Who authored the books of Samuel and when are not known. According to 1 Chr. 29:29, the events of King David’s reign were written in the records of the prophets Samuel, Nathan, and Gad. This shows that the books of Samuel were based on the written accounts of several different prophets. An editor later compiled and organized these writings into one book. Samuel could not have been the author of the book as a whole since his death is recorded in 1 Sam. 25:1 and 28:3. The Hebrew title Samuel most likely refers to Samuel not as the author but as the key figure who established the monarchy by anointing Saul and David as the first kings of Israel.

Different parts of the books of Samuel were gathered from different sources into a final narrative story. The final editing was probably made no later than the 900s BC (shortly after the life of David) since 1 Sam. 27:6 states that the city of Ziklag “has belonged to the kings of Judah to this day.” This was not true after the 900s BC.

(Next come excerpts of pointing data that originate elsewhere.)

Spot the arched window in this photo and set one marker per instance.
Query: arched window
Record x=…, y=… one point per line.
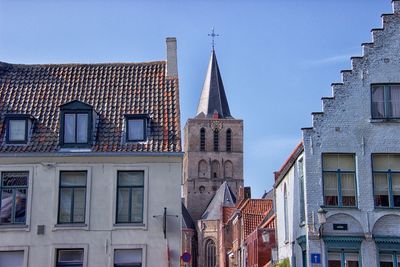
x=228, y=169
x=215, y=169
x=229, y=140
x=216, y=140
x=203, y=168
x=211, y=255
x=202, y=139
x=285, y=207
x=194, y=251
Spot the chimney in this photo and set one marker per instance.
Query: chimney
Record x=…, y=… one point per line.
x=172, y=60
x=247, y=192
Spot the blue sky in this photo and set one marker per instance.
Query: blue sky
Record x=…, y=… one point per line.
x=277, y=57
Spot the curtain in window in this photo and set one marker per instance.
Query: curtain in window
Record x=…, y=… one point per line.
x=348, y=189
x=128, y=257
x=395, y=101
x=11, y=258
x=381, y=189
x=82, y=124
x=17, y=130
x=331, y=189
x=385, y=260
x=396, y=189
x=69, y=128
x=211, y=254
x=378, y=106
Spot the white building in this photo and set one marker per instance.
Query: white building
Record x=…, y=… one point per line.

The purpose of the books of Samuel is to demonstrate that true human kingship is acknowledging and submitting to the person and will of Yahweh as the ultimate sovereign authority over creation and the nations. Unlike in other nations, being king is not about building and maintaining a political, military, and economically powerful nation but about submitting to the will of Yahweh as His image bearer. If one does this, then Yahweh will build the nation according to His purposes, which will bring greater blessings and meaning than anything a human king could ever create on his own. The purpose of kingship is tied directly to Yahweh’s relationship with the king and Israel, which reaches a new level with the Davidic Covenant (2 Sam. 7:1-17; 23:1-7). True kingship is obtained when the king in Israel subjects himself to the prophet through whom Yahweh communicates His will. Obedience to the word of Yahweh spoken through the prophet is the necessary condition for a king to be acceptable to Yahweh.

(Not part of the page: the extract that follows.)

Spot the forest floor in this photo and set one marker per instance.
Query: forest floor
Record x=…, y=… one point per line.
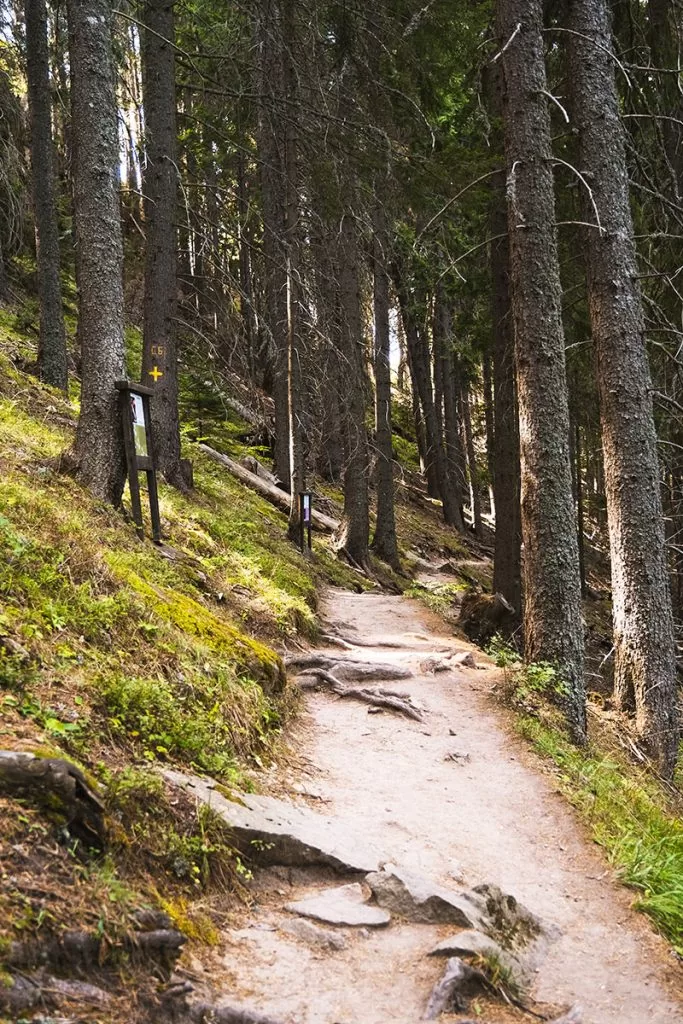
x=461, y=800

The books of Samuel highlight this purpose through two major events. First is the establishment of the monarchy in Israel (1 Sam. 8-12) under the prophet Samuel. The book begins not with the anointing of Saul as king but with the anointing of Samuel as prophet. The king cannot know the will of Yahweh without the prophet as the mouthpiece of Yahweh. Second is the preparing of David to sit on the royal throne after Saul (1 Sam. 16-31). Saul failed to understand the true purpose of kingship and so was rejected by Yahweh. Yahweh then used the reign of Saul to prepare David to become the kind of king who would submit to the will of Yahweh.

Thus, the second purpose of the books of Samuel is to justify David as Yahweh’s king. The narrator contrasts and develops the reigns of Saul and David to demonstrate clearly that David was the king who understood what true kingship was. This point reaches its climax in the Davidic Covenant, where Yahweh established the line of David as kings forever (2 Sam. 7:1-17). However, this is not a story about David as a great man of God, for David’s sins were just as great as Saul’s, and his actions brought great turmoil to the nation of Israel. Yet where Saul failed to humble himself before Yahweh and justified his sins, David continually demonstrated a desire to know Yahweh and surrender to His will even when he fell under the judgment of Yahweh (2 Sam. 24:11-14).